L’assessore Giorgio: “Tema al centro delle nostre politiche, serve una grande alleanza coi cittadini”

Sta nascendo a Firenze una nuova fondazione contro i cambiamenti climatici che ambisce a riunire i massimi esperti sul climate change, azione climatica e finanza climatica. E’ The Club of Florence, fondato dal fiorentino Claudio Pedretti, che annovera tra i suoi membri Manuel Pulgar Vidal, WWF international e già Presidente del COP20 e COP21 considerato il regista degli accordi di Parigi sul clima; Ralph Chami, International Monetary Fund; Juan Chang, Permian global, considerato uno dei massimi esperti al mondo in conservazione delle foreste e relativi investimenti; Peter Eigen, fondatore Transparency International. Il Club gode del sostegno del Comune di Firenze e della collaborazione con la New York University di Firenze.

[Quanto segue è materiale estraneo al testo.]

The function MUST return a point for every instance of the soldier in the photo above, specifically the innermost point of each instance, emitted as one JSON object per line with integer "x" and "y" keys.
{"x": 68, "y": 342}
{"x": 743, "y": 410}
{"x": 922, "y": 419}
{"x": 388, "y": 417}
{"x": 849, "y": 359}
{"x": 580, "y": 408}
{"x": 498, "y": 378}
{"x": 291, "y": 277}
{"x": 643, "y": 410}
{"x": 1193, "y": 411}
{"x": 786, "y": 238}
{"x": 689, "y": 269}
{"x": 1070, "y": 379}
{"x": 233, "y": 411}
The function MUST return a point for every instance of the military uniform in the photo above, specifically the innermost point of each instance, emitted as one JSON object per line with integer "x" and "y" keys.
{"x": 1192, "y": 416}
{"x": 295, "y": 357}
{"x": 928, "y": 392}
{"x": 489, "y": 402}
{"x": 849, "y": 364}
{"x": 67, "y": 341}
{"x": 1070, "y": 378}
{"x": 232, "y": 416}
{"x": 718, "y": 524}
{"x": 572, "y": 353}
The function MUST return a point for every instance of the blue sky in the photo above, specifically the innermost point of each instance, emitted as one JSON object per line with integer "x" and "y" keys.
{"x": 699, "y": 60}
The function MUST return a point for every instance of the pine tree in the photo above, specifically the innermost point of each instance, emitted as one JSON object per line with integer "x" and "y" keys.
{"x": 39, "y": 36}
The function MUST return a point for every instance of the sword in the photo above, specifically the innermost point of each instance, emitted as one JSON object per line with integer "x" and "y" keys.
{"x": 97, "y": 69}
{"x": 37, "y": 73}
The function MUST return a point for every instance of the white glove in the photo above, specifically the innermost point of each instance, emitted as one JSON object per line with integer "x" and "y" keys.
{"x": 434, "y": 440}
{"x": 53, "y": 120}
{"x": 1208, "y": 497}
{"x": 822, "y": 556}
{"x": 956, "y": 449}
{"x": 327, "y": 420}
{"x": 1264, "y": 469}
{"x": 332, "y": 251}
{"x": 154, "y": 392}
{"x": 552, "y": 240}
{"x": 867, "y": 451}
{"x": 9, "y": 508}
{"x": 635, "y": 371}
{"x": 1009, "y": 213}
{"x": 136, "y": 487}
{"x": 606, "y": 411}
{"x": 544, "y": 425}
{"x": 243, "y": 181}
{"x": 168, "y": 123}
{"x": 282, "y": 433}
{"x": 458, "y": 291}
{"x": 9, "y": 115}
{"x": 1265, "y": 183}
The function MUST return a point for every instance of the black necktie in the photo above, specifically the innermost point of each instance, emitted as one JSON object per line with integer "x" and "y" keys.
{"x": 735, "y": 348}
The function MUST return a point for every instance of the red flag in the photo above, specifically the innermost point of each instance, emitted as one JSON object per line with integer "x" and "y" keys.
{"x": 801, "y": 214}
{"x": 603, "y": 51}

Il Club, presentato a Palazzo Vecchio insieme all’assessore all’ambiente e transizione ecologica Andrea Giorgio, vuole rendere Firenze il baricentro del dibattito mondiale sui temi legati agli obiettivi dell’agenda di Parigi 2030 e della neutralità climatica per il 2050, coinvolgendo policymakers, accademici, mondo della finanza e aziende internazionali e del territorio. Le attività principali della fondazione sono la ricerca e la generazione di idee innovative, che convoglieranno annualmente in pubblicazioni, convegni internazionali, eventi, fornitura di servizi specializzati a enti locali e imprese.

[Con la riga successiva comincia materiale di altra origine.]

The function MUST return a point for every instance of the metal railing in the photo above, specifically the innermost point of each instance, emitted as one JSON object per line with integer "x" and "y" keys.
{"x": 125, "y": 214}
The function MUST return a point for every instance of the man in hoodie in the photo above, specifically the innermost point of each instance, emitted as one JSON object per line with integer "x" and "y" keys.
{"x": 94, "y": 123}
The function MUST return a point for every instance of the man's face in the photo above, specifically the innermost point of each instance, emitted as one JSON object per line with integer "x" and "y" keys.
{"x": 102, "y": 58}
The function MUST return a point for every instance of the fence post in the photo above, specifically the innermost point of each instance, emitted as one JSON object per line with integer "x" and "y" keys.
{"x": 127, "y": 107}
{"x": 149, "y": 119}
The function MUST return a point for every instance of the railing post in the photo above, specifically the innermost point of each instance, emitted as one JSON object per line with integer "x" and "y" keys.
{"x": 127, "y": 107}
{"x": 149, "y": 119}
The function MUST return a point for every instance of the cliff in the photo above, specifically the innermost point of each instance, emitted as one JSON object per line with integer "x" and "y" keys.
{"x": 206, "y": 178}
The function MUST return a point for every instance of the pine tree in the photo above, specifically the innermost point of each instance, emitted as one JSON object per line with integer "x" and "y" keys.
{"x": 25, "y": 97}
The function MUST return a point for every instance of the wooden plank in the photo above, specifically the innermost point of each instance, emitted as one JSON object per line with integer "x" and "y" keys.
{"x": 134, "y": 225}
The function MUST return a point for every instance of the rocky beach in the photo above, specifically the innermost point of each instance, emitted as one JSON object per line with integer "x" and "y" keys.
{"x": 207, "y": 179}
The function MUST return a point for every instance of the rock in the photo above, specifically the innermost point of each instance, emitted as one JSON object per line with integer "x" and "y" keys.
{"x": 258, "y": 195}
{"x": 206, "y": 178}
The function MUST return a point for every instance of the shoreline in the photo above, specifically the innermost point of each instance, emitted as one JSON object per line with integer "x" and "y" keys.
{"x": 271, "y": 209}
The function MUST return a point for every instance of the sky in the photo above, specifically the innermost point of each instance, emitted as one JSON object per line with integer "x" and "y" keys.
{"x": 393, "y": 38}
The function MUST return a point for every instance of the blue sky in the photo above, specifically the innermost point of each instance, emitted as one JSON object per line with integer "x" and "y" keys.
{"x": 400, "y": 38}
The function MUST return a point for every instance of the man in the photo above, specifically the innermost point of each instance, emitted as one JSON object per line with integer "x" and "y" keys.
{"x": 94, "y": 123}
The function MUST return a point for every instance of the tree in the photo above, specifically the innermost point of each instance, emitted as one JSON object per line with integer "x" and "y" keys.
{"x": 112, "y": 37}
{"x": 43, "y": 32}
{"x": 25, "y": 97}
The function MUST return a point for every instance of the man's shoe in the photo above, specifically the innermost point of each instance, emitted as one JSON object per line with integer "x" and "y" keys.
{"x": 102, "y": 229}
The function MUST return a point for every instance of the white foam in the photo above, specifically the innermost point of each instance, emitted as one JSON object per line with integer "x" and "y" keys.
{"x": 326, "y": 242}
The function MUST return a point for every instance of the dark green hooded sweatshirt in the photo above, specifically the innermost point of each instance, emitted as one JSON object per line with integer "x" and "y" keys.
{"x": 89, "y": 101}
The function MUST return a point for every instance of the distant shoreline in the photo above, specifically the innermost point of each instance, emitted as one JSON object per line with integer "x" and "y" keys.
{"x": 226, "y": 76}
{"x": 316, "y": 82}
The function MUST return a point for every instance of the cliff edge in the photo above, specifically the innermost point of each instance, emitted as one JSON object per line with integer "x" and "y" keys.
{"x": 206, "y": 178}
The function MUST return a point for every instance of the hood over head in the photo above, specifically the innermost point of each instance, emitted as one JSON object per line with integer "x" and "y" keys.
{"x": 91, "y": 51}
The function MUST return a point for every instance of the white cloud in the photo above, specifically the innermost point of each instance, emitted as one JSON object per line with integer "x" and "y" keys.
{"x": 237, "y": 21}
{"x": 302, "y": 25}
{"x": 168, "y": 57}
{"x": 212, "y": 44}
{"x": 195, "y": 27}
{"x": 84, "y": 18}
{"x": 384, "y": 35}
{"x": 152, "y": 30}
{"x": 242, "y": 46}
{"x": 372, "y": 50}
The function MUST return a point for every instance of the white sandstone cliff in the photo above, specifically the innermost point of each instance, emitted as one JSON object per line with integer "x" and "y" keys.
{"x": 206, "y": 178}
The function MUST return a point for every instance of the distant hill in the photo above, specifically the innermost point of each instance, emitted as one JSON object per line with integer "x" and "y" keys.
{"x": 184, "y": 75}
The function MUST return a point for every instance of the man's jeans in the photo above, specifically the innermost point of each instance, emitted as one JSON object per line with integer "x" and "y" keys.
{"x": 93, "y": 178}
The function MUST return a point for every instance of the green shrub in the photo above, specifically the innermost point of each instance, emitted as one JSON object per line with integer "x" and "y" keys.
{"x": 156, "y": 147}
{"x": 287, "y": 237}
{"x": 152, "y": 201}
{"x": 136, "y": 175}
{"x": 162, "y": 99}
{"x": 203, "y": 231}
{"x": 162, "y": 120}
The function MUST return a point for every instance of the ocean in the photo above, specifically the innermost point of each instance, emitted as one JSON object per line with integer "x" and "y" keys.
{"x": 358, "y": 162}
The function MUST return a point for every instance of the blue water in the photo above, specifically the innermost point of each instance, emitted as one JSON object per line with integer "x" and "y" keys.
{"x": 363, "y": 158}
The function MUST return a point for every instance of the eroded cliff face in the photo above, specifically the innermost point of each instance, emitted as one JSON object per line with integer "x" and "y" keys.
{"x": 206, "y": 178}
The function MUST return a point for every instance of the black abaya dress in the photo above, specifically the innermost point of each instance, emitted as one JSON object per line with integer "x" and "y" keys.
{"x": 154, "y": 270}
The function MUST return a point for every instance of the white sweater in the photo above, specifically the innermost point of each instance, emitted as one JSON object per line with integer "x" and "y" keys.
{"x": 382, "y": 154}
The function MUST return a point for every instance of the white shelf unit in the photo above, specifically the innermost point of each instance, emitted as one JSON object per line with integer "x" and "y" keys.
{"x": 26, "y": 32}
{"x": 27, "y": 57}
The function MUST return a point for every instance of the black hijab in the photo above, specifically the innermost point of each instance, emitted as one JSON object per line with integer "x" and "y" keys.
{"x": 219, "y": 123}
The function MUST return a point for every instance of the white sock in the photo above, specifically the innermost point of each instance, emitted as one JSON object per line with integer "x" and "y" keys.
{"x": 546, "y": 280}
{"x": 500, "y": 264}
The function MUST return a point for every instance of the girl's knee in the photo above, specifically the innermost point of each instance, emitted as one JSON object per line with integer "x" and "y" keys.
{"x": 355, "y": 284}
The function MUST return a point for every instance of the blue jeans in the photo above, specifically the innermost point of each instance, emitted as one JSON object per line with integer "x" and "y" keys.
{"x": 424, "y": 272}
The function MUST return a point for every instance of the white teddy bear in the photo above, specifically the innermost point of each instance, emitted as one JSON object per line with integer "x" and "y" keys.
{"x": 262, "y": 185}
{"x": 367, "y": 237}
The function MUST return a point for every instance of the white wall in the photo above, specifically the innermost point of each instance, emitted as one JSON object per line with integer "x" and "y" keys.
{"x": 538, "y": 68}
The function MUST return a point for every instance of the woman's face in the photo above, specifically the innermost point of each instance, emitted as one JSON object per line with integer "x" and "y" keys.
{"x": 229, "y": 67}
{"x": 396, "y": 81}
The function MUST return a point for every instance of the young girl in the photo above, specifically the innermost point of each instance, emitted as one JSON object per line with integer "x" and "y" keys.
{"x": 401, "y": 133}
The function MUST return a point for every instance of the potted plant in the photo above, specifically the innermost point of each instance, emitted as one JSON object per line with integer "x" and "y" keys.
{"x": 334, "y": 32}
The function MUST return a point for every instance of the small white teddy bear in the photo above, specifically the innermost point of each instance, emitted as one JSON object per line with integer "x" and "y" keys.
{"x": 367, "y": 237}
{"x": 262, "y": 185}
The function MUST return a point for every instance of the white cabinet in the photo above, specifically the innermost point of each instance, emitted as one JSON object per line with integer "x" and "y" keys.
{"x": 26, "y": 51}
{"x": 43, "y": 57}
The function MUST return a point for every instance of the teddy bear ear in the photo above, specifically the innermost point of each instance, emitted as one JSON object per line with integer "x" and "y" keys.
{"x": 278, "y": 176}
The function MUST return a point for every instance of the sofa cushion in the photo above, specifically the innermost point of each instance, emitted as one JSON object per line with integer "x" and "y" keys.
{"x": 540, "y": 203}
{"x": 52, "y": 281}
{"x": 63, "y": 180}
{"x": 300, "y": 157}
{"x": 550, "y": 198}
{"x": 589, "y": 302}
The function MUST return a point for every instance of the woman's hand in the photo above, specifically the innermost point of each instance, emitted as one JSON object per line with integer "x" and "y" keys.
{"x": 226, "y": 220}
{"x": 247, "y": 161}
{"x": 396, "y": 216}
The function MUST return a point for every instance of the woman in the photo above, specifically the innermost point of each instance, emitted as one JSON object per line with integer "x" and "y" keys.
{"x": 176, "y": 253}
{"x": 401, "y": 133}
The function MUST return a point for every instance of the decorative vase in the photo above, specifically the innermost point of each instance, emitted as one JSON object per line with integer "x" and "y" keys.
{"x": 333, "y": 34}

“Siamo felici che a Firenze si stia costituendo questa fondazione - afferma l’assessore Giorgio - perchè questi temi sono al centro delle nostre politiche. Firenze non è solo una delle nove città scelte per la missione ‘carbon neutral 2030’ dell’Unione europea ma siamo anche impegnati ogni giorno per essere in prima linea a contrastare il cambiamento climatico e gli effetti negativi sulle persone, per esempio costruendo una mobilità diversa, come le tramvie, che abbatta il numero delle auto circolanti e l’inquinamento. Negli ultimi dieci anni Firenze ha sperimentato 1.1 gradi in più di temperatura media e il dimezzamento delle giornate di pioggia: tutti dobbiamo capire che il cambiamento climatico ci riguarda e che è già in atto. Serve quindi una grande alleanza con i cittadini e c’è sempre più bisogno di un lavoro di consapevolezza, informazione e approfondimento come quello che compie la fondazione per coinvolgerli e renderli protagonisti”.

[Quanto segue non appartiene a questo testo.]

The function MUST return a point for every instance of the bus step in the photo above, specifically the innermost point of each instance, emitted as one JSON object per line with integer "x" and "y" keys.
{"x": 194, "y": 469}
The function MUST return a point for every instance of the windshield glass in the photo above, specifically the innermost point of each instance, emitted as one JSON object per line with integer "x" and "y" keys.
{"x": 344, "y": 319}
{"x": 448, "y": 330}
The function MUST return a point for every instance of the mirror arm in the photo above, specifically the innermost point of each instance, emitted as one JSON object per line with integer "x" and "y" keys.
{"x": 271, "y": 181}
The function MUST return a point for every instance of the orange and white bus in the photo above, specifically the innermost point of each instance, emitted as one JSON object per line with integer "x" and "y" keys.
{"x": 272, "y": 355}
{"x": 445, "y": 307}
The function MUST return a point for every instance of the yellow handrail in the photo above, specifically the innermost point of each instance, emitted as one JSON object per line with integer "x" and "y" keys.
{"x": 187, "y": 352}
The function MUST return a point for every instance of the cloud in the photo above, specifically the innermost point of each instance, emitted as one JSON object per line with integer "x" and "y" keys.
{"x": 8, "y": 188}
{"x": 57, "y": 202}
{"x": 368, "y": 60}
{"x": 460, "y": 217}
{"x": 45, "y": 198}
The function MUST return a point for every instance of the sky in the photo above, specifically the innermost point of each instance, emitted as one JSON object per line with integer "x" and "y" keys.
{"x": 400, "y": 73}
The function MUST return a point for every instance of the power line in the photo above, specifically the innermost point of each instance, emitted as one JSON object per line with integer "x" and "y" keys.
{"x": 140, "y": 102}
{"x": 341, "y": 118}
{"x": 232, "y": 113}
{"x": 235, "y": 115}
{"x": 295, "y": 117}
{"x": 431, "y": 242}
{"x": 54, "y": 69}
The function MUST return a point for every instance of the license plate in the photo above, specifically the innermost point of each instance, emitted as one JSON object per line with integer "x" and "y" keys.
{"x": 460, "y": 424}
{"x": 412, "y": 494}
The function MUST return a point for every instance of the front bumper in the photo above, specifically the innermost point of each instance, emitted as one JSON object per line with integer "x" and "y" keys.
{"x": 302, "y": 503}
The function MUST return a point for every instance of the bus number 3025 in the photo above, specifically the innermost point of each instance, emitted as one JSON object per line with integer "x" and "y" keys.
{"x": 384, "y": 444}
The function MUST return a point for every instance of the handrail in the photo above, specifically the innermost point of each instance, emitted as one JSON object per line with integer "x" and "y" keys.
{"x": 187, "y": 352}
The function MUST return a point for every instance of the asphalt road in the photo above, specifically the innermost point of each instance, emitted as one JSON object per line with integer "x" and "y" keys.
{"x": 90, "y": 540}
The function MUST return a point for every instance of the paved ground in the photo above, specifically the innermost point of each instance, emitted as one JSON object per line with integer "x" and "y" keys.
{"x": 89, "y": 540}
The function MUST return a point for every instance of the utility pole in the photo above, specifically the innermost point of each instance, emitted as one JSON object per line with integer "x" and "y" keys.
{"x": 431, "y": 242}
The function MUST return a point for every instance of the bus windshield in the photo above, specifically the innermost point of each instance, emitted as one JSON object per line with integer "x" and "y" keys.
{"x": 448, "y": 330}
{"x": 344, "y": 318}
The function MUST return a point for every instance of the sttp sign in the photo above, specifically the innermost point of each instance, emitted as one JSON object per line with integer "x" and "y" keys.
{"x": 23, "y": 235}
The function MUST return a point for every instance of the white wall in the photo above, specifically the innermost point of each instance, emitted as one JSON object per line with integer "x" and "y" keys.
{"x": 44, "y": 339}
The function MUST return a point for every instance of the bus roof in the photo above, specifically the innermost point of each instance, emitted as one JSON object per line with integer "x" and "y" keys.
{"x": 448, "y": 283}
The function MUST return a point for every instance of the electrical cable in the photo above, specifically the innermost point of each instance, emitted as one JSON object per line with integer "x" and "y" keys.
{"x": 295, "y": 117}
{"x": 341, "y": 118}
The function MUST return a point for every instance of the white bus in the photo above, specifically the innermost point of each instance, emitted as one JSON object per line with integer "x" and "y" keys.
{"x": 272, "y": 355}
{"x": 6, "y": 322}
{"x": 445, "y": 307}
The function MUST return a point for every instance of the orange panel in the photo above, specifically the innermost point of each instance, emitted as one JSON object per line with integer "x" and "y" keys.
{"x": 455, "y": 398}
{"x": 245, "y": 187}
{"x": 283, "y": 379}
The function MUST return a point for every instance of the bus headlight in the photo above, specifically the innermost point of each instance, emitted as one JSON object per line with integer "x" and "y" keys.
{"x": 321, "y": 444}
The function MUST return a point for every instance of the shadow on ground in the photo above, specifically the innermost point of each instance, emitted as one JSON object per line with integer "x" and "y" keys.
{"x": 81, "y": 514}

In occasione della Cop 27 di Sharm El Sheik, il Club of Florence organizza una kermesse di eventi in streaming da Palazzo Vecchio con ospiti in collegamento dall’Egitto e da altre parti del mondo, grazie anche alla collaborazione di Publiacqua: ci sarà un panel tra Palazzo Vecchio ed Egitto al quale parteciperà anche il sindaco Dario Nardella. Oltre a Pulgar Vidal, ci saranno anche Cristina Rumbaitis del Rio del World Resource Institute, Marco Di Girolamo, vicepresidente di Brookfield Asset Management, e Juan Pablo Hoffmaister di Green Climate Fund. Le interviste e il panel saranno visibili dalla prossima settimana su www.clubflorence.org

Per il prossimo anno sono già in programma alcuni appuntamenti, tra i quali un evento sull’acqua a New York a marzo (dove il Club aprirà anche una sede) e un convegno su finanza climatica e mercati di carbonio a Palazzo Vecchio ad aprile.